Danny Simpson stood apart from the game, watching as the ball rolled past his feet. He bent down to pick it up. He looked at the children on the court and made to throw the ball in one direction. Then, without warning, he tossed it at head height straight at the closest player. It connected with a smack. The boy held his stinging face as the game continued around him. Danny turned to walk away and found himself face to face with a female teacher.
‘What was that, Simpson?’
‘Bad throw, miss.’
The woman watched him with distaste as he dawdled along the pathway to the nearest building.

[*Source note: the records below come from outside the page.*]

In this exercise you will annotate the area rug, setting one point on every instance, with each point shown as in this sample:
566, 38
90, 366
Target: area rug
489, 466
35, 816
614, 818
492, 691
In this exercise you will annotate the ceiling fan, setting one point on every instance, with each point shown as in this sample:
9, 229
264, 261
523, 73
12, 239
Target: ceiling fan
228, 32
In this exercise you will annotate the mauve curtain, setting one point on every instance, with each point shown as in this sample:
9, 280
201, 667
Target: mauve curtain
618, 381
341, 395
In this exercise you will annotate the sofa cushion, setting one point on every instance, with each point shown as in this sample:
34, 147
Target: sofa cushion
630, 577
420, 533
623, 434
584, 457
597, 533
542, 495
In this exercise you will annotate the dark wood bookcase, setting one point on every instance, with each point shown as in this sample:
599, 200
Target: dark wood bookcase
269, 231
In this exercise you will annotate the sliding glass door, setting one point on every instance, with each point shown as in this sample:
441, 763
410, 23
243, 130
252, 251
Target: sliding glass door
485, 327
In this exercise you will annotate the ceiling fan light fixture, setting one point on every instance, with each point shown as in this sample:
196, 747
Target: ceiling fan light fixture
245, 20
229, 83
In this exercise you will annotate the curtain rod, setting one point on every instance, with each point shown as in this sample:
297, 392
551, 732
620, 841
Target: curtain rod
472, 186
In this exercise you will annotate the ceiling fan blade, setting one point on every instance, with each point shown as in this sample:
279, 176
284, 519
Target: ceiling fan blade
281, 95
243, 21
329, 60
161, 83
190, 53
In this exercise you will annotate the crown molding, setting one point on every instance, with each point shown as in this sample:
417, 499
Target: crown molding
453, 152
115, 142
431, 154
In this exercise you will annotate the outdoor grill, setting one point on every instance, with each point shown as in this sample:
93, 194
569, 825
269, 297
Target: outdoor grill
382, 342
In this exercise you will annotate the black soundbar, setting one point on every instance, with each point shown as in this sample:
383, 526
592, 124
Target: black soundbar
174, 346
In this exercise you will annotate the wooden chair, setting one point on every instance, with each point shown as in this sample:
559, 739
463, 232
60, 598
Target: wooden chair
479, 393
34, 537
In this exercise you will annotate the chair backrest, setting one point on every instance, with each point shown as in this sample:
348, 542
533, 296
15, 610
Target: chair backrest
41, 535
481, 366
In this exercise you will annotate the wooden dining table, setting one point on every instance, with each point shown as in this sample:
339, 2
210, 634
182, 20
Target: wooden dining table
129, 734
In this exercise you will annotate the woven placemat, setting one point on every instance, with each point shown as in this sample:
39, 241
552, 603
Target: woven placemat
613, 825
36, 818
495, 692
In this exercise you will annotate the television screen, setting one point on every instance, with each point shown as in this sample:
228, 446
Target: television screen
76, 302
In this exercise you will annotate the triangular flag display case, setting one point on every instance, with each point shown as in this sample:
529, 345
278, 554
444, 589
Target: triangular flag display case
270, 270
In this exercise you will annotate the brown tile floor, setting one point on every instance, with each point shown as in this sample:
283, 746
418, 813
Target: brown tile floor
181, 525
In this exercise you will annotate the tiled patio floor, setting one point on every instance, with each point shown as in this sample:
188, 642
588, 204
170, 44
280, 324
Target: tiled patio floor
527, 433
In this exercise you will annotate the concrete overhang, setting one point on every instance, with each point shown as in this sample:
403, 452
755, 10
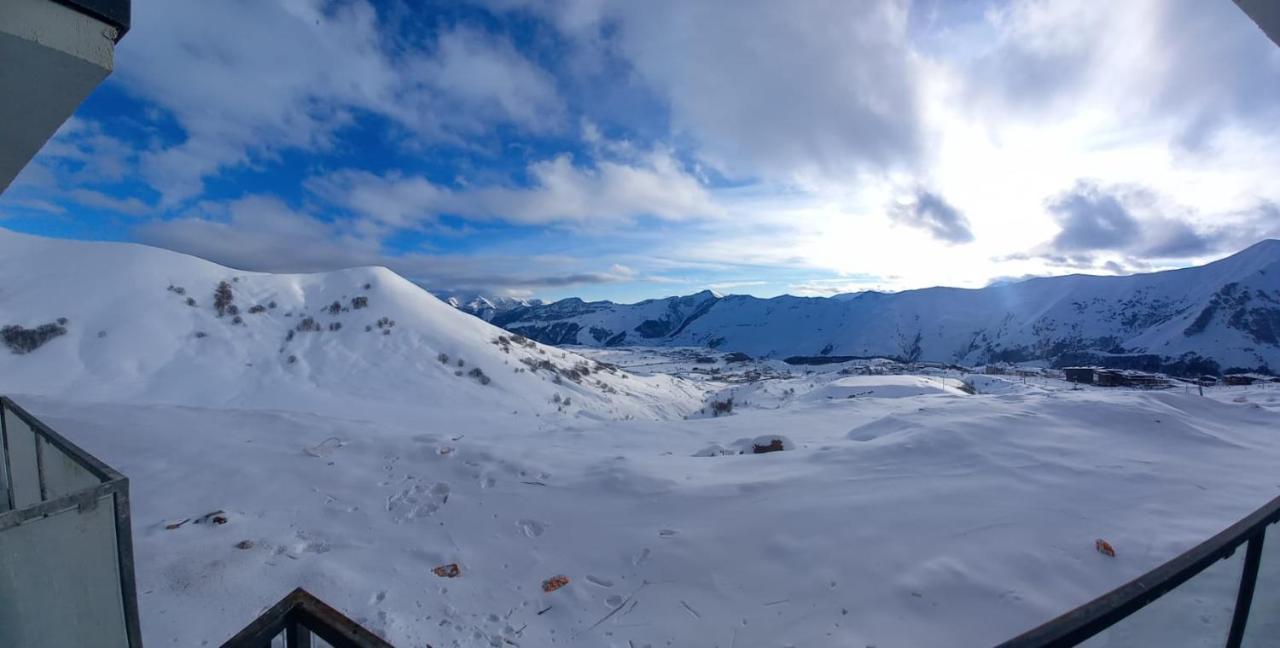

Sneaky, sly and cruel he might have been, but Danny Simpson’s behaviour was nothing compared to that of the new boy.
‘Good morning, class.’
‘Good morning, Mrs Barnes.’
‘I’d like you all to meet your new classmate Graham Harris.’ The teacher placed a hand on the shoulder of the mortified boy, who stood fidgeting beside her. Graham was tall and slender. He had a slightly fragile, out-of-proportion look about him, a large forehead and an undershot jaw, unreadable dark irises, and the kind of hunted expression that invited the attention of bullies. Danny was immediately fascinated.
‘Please say good morning to Graham, class.’
‘Good morning, Graham,’ the students responded, in a low chant. Some of the boys at the back laughed. Graham turned bright red.
‘Please sit down with the blue group.’ The teacher indicated a set of tables pushed together at the side of the room. Graham looked back at her, paralysed.
‘All our groups are represented by different colours,’ she explained.
Graham walked robotically towards the blue group.
‘All our readers are marked with coloured stickers to match the group’s abilities. This week is blue week, when we call on people in the blue group to present their work to the class.’
Graham stood behind an empty chair at one of the ‘blue’ tables.
‘You can sit down now, Graham.’
He pulled his chair out, bumping it into a desk in the ‘orange’ group behind. Danny sat staring directly at him.